Sequelizing the original fright classic "Texas Chainsaw Massacre" might have seemed fruitless, but remaking it is cruel and unusual punishment. You only need to think back to 1998 to recall such a glaring error in filmmaking standards - Gus Van Sant's recreation of Hitchcock's "Psycho." "Texas Chainsaw Massacre" is Michael Bay and company's dreadful, spiritless remake of a film that has since been deemed the ultimate experience in terror (sorry "Evil Dead" fans).

The movie is set in the early 70's as we witness a van carrying young people on their way to a Skynyrd concert - they listen to Skynyrd's own "Sweet Home Alabama" on the radio so we don't forget what time period it is. A woman is walking on the road, having just survived some ordeal. The compassionate women in the van (including Jessica Biel) pick her up. This scared, comatose passenger suddenly picks up a gun from under her dress and shoots herself in the head. Why? Because she couldn't take it anymore? She suffered too much? No. Because music video director Marcus Nispel and producer Michael Bay want to provide a sensory overload of pumped-up images and music so that the audience never grows restless. The rest of the story focuses a great deal of time on these young, heartless people and their decision on what to do with the corpse and the bloody brains in the backseat of their van (accent on the brain matter). I might believe young people would act in such a way today, but in the 1970's? To be fair, the women are more caring than the men who just want to go to the concert. They do the right thing and call the sheriff (R. Lee Ermey), who proves to be as creepy as the family of savages that live nearby. But never fear my young horror enthusiasts, Leatherface and his buzzing saw are near.

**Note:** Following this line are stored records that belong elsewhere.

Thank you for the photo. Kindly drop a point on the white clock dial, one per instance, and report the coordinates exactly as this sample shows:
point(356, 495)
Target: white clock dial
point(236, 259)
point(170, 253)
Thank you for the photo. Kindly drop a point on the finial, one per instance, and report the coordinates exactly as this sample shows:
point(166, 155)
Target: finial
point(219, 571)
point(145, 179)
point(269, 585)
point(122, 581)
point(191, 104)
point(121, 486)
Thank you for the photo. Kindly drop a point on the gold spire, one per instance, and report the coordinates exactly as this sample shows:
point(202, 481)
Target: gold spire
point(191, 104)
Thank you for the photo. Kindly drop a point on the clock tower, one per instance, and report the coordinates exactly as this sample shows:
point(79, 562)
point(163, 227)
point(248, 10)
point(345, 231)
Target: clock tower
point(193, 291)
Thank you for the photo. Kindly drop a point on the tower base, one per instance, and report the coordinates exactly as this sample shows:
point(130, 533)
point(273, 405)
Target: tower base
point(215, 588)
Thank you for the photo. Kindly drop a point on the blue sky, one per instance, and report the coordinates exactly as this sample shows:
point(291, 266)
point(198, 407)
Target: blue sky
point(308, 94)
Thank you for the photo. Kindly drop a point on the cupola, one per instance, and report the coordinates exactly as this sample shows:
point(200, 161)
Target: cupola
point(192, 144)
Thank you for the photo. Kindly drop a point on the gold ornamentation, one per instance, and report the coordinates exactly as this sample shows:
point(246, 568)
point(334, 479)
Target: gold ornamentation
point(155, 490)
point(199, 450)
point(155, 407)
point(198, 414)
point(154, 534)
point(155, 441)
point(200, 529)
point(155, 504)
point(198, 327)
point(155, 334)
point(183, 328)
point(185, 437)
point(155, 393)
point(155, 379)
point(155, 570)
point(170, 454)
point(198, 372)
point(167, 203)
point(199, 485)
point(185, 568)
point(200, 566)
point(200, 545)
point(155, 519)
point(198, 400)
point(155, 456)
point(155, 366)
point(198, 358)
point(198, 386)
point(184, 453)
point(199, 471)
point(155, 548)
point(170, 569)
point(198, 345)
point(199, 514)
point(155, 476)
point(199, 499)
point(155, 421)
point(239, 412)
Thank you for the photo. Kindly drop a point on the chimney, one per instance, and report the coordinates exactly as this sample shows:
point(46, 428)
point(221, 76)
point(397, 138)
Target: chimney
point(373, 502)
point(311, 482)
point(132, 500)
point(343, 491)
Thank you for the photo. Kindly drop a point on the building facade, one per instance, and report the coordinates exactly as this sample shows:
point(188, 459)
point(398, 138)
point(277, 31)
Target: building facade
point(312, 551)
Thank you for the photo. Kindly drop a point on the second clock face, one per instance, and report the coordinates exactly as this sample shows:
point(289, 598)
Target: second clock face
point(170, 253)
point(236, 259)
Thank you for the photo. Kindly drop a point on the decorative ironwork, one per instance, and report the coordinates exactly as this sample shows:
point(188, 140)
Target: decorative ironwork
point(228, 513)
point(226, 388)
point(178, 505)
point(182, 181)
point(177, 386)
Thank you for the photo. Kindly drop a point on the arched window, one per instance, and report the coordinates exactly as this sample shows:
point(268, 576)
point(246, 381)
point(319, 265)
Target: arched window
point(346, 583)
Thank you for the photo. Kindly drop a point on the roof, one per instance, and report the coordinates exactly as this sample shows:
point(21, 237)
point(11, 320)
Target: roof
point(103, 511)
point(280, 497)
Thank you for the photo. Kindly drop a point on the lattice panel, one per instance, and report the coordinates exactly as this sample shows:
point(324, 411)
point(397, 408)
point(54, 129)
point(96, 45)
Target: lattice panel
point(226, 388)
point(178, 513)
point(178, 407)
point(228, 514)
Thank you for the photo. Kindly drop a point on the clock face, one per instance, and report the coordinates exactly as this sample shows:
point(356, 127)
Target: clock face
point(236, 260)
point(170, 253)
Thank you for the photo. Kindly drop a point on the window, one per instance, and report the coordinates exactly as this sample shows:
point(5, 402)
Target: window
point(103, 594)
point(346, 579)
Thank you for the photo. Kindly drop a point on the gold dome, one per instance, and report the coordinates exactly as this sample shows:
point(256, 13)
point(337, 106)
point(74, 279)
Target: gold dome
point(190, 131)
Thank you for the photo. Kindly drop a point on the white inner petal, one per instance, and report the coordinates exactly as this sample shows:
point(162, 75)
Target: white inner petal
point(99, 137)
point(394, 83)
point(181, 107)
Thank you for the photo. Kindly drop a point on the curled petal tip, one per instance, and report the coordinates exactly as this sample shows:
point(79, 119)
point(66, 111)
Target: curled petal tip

Despite using the cinematographer of the original film, Daniel Pearl, nothing in this "Massacre" is likely to scare you or thrill you. The movie has lots of screaming and running and jumping and some loud chainsaw sounds, nicely amplified by the DTS soundtrack. What is missing is whatever soul the original film had - there was a sense of growing dread cultivated by our hopes that the young victims would walk away from inevitable death. The original "Massacre" was new for showing what depths humanity had sunk to when you would find a house with human bones, skin masks and meathooks. If nothing else, it was a documentary of horror, a living nightmare one couldn't wake up from. Oh, and they were cannibals but this movie barely considers that for a moment - the family in this retro, souped-up version is simply nuts.

"Texas Chainsaw Massacre" is, as correctly mentioned by Roger Ebert, a geek show where frigid close-ups of slimy, bloody fluids and hand-held camera footage of people running suggest hysteria, not fear. These young people seem to have ample opportunities to run away from these crazy folks, thus the urgency is missing. There is mostly sadism for the sake of having sadism (and maybe someone can explain Biel killing a guy who keeps sliding into the same meat hook he is hanging from. I know the guy is suffering and asks to be put out of his misery, but did she need to use a big knife and thrust it into his gut?) The buzz in this new "Massacre" may be loud but the thrill is gone, folks.